The most common in vitro cancer-cell culture methods rely on flat, 2-dimensional (2D) plastic culturing surfaces which are highly artificial and lack the 3-dimensional (3D) complexity of the tumor environment in the body. The metastatic potential of tumor cells is underpinned partly by their interactions with the extracellular matrix (ECM) whose properties differ between organs and is absent in 2D culturing. The reconstruction of organ-specific environments and the ECM support provided by them has shown promise in studying drug interactions in cultured cells1. By decellularizing native organs, the ECM remains intact and produces a more realistic biomaterial scaffold on which to grow cells. In this study, we used a human ovarian adenocarcinoma cell line (BG1) to compare traditional 2D monolayer culturing with two 3D methods: cells grown as multicellular spheroids in an agarose support that lacks ECM support, and on de-cellularised pig ovary scaffolds that are comprised of naturally occurring proteoglycan ECM proteins.

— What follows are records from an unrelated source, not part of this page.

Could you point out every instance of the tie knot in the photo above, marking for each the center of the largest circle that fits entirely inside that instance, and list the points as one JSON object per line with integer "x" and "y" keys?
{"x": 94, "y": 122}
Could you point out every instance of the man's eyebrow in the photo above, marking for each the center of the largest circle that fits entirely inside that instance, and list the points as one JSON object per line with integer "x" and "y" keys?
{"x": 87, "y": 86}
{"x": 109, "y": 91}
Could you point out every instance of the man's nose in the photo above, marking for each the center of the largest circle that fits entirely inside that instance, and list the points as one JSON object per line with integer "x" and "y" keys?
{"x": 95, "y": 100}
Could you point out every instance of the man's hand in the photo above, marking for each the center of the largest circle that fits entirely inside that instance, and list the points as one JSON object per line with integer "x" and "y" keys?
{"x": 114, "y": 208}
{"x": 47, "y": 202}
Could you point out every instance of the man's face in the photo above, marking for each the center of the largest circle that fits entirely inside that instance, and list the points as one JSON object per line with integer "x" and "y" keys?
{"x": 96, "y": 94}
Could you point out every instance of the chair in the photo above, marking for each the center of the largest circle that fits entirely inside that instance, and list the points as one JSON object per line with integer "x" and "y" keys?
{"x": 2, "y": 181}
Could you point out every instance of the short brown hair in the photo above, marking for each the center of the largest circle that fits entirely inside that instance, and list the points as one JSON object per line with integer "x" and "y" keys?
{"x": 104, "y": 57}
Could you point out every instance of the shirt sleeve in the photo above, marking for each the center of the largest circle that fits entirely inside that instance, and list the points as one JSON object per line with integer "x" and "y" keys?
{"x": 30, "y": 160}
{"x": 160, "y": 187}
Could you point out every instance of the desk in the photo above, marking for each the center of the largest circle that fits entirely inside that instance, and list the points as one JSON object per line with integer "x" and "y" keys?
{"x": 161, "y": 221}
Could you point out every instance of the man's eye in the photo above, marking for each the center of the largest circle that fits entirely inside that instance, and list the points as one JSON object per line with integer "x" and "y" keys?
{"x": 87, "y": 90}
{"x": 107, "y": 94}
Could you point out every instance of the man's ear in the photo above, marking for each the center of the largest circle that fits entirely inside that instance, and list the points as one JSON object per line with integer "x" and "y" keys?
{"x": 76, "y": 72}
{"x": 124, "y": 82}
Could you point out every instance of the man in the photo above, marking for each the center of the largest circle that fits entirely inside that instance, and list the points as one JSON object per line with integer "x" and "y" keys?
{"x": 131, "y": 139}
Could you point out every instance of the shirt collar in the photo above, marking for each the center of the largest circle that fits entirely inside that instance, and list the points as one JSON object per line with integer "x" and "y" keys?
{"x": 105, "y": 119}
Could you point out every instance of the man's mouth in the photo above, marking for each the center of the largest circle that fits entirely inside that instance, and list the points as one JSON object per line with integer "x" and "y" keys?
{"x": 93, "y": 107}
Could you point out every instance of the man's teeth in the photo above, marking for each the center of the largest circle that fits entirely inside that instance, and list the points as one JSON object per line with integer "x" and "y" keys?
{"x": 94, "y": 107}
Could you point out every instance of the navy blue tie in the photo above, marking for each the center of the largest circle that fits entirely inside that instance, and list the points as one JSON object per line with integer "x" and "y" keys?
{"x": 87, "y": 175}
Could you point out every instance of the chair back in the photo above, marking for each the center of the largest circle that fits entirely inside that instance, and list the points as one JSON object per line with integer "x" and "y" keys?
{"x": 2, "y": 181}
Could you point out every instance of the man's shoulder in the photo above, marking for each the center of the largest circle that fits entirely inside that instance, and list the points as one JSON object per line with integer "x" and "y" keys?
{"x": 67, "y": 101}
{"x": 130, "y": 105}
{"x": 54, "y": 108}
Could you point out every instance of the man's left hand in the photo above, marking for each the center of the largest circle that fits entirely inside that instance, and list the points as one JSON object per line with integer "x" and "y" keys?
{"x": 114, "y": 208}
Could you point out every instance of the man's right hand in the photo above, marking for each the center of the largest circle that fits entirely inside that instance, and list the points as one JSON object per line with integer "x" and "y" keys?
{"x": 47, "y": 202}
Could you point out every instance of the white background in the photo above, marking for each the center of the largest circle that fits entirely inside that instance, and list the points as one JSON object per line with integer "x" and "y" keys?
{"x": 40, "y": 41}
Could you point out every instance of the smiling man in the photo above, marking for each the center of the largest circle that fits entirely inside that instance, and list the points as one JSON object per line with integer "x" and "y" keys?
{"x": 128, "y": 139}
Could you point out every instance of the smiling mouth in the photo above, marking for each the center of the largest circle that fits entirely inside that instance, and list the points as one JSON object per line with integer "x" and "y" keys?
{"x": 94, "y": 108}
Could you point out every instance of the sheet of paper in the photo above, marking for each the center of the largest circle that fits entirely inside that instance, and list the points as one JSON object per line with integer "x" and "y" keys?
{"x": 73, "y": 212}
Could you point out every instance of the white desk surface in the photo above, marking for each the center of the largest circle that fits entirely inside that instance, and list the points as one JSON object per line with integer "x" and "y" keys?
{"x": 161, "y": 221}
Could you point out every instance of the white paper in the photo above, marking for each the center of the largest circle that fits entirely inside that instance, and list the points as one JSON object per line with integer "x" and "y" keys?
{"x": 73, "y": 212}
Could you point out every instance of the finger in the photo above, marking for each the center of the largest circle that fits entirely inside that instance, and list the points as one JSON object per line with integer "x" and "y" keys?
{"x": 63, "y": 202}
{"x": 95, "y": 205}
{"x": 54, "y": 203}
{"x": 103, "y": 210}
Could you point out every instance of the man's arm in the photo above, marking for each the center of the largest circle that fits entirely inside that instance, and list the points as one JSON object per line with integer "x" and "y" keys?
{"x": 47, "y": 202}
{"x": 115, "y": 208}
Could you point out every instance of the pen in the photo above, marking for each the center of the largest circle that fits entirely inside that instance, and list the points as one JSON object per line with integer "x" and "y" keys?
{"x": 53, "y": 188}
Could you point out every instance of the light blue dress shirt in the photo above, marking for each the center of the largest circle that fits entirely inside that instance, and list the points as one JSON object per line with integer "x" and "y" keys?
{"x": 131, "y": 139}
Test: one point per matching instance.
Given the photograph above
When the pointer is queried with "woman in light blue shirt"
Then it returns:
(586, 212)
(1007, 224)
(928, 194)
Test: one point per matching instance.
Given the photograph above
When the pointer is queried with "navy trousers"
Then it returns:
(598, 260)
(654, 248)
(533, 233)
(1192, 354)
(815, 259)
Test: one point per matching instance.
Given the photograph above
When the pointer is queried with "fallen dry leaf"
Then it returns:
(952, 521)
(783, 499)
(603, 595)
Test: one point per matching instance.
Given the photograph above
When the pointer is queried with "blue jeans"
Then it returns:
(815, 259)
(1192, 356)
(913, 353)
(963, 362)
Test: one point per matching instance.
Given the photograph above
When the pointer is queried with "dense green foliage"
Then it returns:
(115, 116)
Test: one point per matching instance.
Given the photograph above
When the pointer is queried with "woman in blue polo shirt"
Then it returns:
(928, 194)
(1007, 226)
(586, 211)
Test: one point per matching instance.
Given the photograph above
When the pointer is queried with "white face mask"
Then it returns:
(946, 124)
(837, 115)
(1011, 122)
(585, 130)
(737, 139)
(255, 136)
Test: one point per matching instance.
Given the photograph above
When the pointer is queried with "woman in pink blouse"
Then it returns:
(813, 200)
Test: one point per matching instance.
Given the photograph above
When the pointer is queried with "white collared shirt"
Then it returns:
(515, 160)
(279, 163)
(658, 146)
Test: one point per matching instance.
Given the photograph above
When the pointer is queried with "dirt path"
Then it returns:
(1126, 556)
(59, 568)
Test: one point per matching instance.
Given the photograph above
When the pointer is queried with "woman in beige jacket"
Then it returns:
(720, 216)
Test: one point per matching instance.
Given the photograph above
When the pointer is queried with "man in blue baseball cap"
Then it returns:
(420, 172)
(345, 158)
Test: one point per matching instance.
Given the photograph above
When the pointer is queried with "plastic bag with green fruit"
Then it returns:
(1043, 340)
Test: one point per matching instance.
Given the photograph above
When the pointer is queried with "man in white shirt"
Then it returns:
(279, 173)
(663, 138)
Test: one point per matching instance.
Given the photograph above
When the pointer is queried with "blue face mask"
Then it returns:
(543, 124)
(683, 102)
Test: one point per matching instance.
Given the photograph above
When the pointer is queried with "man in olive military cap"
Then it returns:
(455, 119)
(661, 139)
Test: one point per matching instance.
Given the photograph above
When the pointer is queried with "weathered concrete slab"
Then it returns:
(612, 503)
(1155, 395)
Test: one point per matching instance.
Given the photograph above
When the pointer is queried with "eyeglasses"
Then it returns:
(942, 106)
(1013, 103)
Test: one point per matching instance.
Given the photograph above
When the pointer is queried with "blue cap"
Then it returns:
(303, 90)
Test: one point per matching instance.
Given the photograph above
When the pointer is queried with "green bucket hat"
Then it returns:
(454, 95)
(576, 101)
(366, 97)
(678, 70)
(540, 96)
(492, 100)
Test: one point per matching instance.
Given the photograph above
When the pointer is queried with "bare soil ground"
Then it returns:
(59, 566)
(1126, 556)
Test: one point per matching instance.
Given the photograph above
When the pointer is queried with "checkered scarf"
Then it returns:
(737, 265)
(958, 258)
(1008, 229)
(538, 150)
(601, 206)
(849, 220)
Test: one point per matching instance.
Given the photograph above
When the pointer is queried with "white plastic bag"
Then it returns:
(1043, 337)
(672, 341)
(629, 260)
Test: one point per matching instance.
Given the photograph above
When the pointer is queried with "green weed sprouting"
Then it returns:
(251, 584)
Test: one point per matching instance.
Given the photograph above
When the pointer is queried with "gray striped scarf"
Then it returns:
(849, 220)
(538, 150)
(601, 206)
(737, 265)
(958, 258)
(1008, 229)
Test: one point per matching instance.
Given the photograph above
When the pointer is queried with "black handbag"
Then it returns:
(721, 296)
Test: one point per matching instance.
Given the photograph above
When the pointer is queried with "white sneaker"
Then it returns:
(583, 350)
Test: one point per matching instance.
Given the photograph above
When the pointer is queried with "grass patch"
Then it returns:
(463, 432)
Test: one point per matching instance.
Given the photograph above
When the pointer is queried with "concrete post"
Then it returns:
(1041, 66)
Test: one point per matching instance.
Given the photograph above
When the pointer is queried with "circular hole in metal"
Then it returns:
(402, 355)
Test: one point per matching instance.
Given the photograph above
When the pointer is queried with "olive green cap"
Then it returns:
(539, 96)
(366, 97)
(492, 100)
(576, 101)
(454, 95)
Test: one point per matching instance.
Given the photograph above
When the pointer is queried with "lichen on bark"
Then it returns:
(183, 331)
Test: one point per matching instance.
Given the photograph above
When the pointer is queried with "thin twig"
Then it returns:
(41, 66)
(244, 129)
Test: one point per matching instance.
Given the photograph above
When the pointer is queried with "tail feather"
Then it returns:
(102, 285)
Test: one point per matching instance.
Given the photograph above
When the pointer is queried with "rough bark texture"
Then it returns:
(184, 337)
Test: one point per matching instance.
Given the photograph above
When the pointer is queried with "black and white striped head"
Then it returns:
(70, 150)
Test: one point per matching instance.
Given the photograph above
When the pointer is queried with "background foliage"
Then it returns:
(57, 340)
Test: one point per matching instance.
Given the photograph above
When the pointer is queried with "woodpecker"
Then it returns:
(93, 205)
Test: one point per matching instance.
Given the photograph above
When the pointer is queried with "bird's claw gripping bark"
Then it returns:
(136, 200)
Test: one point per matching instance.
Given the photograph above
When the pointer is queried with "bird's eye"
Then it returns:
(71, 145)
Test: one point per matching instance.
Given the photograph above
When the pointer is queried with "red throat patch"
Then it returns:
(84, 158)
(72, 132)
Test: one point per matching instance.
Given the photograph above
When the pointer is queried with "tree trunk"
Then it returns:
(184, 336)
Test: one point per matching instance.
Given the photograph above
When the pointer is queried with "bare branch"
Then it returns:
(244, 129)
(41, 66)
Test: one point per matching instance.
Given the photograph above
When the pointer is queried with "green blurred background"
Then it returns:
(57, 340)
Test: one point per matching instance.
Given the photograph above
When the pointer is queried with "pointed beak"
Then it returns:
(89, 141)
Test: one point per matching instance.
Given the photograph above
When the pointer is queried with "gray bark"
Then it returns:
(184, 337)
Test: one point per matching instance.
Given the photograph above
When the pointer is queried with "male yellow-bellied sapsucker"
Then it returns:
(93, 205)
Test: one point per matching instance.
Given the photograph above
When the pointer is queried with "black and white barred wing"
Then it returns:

Membrane proteins were isolated from cells grown under the 2D and the two different 3D growth conditions, and the protein N-glycosylation profiled using PGC-LC coupled with ESI-MS/MS. The 3D spheroid-grown cells were found to be highly contaminated with serum glycans from the culture media, rendering this method of growth unfeasible for ‘omics analysis. The 2D-grown cells showed relatively high levels of protein oligo-mannosylation compared to the 3D-scaffold grown cells which produced more complex-type products of the N-glycan biosynthetic pathway. The de-N-glycosylated samples from 2D- and 3D on-scaffold grown cells were subsequently digested with trypsin and the peptides analysed using RP-LC-ESI-MS/MS. Of the 1389 proteins identified, 354 were differentially expressed between the two conditions with nucleic and cytoplasmic proteins generally higher in the 3D culture, while several mitochondrial proteins were lower in abundance. The results of this study demonstrate the markedly altered proteome and glycome produced by different in vitro culturing environments and the potential impacts on the outcomes and conclusions from different in vitro based studies of diseases.
(1) Guller, A.; Kuschnerus, I.; Rozova, V.; Nadort, A.; Yao, Y.; Khabir, Z.; Garcia-Bennett, A.; Liang, L.; Polikarpova, A.; Qian, Y.; Goldys, E. M.; Zvyagin, A. V. Biomedicines 2021, 9, 1578.